“Only boxers can understand the loneliness of tennis players - and
yet boxers have their corner men and managers. Even a boxer's opponent provides
a kind of companionship, someone he can grapple with and grunt at. In tennis you
stand face-to-face with the enemy, trade blows with him, but never touch him or
talk to him, or anyone else. The rules forbid a tennis player from even talking
to his coach while on the court. People sometimes mention the track-and-field
runner as a comparably lonely figure, but I have to laugh. At least the runner
can feel and smell his opponents. They're inches away. In tennis you're on an
island. Of all the games men and women play, tennis is the closest to solitary
confinement....”Andre Agassi from his Biography- Open
Tennis is a sport that not unlike the great Andre Agassi , i in fact dislike also. I write about the sport on my Blog site and i regularly have a 'shot' at the way the sport is run in this country. I also refuse to teach my kids tennis, they can all hit a ball, in fact my daughter Caitlin has played in her school team for inter school tennis for the past 3 years , but i don't coach her. Why ? Because of the nature of the sport, it's a gamble, a punt, a risk, a sport that gives a student of the game moments of anxiety that can be traced back to the loneliness of the game , just as Andre Agassi is quoted as saying in the opening paragraph. I sometimes wonder whether my own issues in life stemmed from my failure to make it as a professional tennis player , after all , it's a game that has the same odds of success as a big win in Lotto.

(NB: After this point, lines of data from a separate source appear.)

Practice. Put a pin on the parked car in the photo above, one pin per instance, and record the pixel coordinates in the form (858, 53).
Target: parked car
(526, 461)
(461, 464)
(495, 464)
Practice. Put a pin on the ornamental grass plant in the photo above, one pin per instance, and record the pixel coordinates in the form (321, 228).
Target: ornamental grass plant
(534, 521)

Did i fall into a depressive state because my tennis playing career didn't take off or was it simply that i was unhappy with life? , as i told the psychologist , i thought i was insane , lying back on his couch. Whatever the issue was i often wish i never took up the game, it haunts me every day , the what if's and the soul destroying nature of the sport that comes with a bad loss, especially as a kid.

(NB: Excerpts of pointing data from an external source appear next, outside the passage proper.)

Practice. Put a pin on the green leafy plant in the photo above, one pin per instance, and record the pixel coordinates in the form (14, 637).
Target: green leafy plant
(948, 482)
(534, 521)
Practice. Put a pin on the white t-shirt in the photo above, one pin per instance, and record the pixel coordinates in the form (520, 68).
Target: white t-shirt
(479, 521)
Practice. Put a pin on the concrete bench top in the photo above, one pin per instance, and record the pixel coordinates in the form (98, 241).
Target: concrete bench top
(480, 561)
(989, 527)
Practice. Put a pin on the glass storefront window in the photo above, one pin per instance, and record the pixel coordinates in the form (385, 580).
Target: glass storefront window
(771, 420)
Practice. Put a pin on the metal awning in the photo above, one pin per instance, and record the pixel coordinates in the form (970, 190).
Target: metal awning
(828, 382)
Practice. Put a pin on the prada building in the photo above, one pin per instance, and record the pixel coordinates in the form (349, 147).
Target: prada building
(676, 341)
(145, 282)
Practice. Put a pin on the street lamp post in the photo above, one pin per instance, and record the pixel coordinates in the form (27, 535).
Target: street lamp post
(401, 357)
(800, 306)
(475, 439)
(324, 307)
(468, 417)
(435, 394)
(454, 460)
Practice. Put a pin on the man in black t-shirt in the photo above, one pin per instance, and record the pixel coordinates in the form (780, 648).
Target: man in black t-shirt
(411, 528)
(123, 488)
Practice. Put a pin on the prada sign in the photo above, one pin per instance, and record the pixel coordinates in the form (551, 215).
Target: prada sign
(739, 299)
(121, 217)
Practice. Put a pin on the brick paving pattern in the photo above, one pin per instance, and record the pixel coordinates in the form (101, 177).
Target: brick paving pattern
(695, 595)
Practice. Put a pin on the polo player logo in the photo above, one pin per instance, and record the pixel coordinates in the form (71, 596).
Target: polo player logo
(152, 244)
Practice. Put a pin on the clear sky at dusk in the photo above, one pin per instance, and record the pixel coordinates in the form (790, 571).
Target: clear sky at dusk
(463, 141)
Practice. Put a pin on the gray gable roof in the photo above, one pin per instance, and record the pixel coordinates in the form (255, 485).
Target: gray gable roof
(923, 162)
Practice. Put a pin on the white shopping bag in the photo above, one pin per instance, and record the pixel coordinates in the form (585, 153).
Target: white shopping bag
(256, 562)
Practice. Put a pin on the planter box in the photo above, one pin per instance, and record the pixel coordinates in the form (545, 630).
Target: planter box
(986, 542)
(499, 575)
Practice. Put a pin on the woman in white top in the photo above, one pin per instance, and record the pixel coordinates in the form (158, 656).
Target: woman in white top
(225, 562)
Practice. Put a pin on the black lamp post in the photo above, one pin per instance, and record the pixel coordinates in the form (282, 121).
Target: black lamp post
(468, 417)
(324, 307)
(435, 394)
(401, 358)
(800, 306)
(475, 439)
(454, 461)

As a tennis coach of 27 years i am sometimes too brutally honest, just this last season i refused to finish two lessons, the season before i refused to finish another, why? Because the kids didn't even want to be there, it seemed they were only there because their parents wanted them to be. I can't conduct a lesson under these circumstances. "Keep your money , let me know when you are interested in learning". I refused to accept any payment, i considered what i told them to be 'good free advice'.
This book is a true account of the struggles of someone who still teaches the game , but reluctantly , for reasons detailed further into this book . I am someone who once tried to make it as a professional, but failed , this is how has the process affected me.